They have not protested.

Mr. Fletcher

Yes, they have protested. They have protested throughout, and they are protesting now, and they will continue to do so. My hon. Friends and myself are here for the purpose of protesting. The City Corporation goes on to say: The parties and the Corporation submit that it would give rise to grave problems of interpretation and administration if the agreement were now to be scheduled in the Bill and given statutory effect by confirmation by Parliament That is an extraordinary statement. The agreement is quite plain. I have read paragraph 4. It took months of negotiations for its precise terms to be agreed. If it is open to any ambiguity or difficulty of interpretation it must be so whether or not it is scheduled. It does not seem to be very ambiguous to me.

My hon. Friend says that it is flexible, but we do not want flexibility; we want rigidity. We want the agreement which has been made—on the basis of which petitions to another place have been withdrawn—observed and honoured; we do not want something flexible, which may be modified because the City Corporation wants it modified.

I want now to return to the intervention which the hon. Member made a moment ago, in which he appeared to throw doubt on the intentions of the City Corporation. I wish to refer to the evidence of Mr. Davie, the gentleman who produced this offensive paragraph 10 and who calls himself the Remembrancer. He was asked about this agreement by counsel, who said: There was nothing to prevent you scheduling the agreement to the Bill, was there? Mr. Davie said: No. He was then asked: Why did you not do it He said: I do not think it occurred to me to do it. It did not seem a very suitable form. That is a very odd statement—that it did not occur to him. He was then asked: It may not be a specimen of the highest artistry of draftsmanship, but at any rate it did provide—and still does provide—that the Islington site should only be used for empties". The answer was: Subject to what the planning authority may say. Mr. Davie was then asked by a Member of another place, on the Committee: I think you said in your examination in chief that the reason for not scheduling the heads of agreement between your Corporation and the L.C.C. was to give you a possibility of amending the agreement if it became desirable. The answer to this was: Yes, my Lord, … Certain parts of your agreement seemed suitable for inclusion in the Bill and they have been put in. As to the agreement, as a whole, well, it would need some re-drafting … before it was scheduled.

Mr. Reynolds

Can my hon. Friend tell me from what page he is quoting?

Mr. Fletcher

I am reading from the minutes of evidence taken before the Select Committee, House of Lords, volume 4, and my copy is called, as they say in the House of Lords,"Die Veneris 24° Aprilis, 1959" and on page 27 there is this evidence.

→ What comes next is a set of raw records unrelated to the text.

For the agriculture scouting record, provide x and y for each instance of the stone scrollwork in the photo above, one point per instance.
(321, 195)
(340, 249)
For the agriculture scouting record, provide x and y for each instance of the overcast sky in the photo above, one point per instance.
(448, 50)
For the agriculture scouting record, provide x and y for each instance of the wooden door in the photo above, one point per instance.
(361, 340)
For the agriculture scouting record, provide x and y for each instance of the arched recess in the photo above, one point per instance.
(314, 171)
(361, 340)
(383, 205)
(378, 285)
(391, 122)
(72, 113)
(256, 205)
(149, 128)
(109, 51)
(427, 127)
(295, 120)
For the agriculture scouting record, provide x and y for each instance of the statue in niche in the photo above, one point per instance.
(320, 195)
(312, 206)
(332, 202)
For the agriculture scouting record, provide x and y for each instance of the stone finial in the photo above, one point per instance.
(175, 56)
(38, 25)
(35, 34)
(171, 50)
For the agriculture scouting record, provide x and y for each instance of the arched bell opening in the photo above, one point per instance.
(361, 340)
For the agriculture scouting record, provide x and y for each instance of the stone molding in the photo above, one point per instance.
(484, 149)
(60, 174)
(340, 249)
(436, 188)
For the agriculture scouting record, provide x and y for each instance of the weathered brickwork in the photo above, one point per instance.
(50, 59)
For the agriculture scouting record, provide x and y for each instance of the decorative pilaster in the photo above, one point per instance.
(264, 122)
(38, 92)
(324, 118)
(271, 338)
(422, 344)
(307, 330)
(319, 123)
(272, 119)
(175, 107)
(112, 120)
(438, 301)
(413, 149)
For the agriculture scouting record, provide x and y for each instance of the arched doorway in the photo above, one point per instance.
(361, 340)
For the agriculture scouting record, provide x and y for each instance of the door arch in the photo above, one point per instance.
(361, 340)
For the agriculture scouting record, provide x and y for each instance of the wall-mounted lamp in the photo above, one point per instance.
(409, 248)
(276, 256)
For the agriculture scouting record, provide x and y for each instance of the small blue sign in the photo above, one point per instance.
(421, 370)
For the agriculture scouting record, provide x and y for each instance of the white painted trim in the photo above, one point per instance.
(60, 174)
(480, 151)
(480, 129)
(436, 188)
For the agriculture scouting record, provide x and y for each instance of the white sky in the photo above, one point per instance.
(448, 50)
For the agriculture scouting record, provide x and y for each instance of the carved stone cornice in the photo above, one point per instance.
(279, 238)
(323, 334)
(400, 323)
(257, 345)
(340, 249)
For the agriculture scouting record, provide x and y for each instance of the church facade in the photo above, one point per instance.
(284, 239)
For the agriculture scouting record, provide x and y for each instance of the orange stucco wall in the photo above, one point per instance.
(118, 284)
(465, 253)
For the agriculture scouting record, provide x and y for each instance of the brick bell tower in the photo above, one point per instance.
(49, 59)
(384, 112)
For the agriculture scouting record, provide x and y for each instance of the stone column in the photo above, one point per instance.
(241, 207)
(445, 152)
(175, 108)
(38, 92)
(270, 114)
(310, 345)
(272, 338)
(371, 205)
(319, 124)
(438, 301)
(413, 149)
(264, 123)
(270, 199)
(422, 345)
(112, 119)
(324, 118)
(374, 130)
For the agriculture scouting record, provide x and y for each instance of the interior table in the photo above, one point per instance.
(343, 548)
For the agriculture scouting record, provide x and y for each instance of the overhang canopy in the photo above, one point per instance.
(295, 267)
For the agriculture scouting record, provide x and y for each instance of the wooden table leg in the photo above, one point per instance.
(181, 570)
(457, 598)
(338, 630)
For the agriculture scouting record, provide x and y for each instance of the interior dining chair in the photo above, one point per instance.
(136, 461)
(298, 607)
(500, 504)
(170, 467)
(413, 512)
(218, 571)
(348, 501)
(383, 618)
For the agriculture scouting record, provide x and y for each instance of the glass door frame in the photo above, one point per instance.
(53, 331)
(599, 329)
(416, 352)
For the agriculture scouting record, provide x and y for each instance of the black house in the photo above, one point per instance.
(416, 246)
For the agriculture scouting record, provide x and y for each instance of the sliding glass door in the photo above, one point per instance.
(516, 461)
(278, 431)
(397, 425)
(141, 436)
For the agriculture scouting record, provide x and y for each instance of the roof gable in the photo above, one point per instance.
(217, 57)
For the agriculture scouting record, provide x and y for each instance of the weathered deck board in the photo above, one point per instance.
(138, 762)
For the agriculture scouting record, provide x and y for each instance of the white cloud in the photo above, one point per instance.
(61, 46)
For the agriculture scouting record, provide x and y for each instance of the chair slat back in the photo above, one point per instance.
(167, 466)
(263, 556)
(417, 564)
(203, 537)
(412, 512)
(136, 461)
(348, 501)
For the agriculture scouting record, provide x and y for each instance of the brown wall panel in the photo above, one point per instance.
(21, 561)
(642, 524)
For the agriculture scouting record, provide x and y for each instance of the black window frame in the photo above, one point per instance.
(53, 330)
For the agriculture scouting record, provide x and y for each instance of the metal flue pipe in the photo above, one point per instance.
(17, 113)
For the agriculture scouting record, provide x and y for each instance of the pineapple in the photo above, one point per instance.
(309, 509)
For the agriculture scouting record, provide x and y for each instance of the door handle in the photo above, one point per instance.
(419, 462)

They are not even squeamish about it. They make an agreement which they do not intend to honour and put it forward as an agreement for the protection of Islington and as a temporary measure, and so on.

Next, I want to deal with the Minister. I may have to be careful in what I say regarding the London County Council, but there is no need to pull any punches when dealing with the attitude of the Minister, and I wish to tell him what I think about it. This is a very sorry chapter of accidents, and the Minister should be a little careful before attempting to give the House guidance in a short and hurried speech. First, the Minister makes a statement saying that he welcomes the Runciman Report and is going to set up a market authority, and that he is going to introduce legislation, and so on. Then we have this agreement on 6th April.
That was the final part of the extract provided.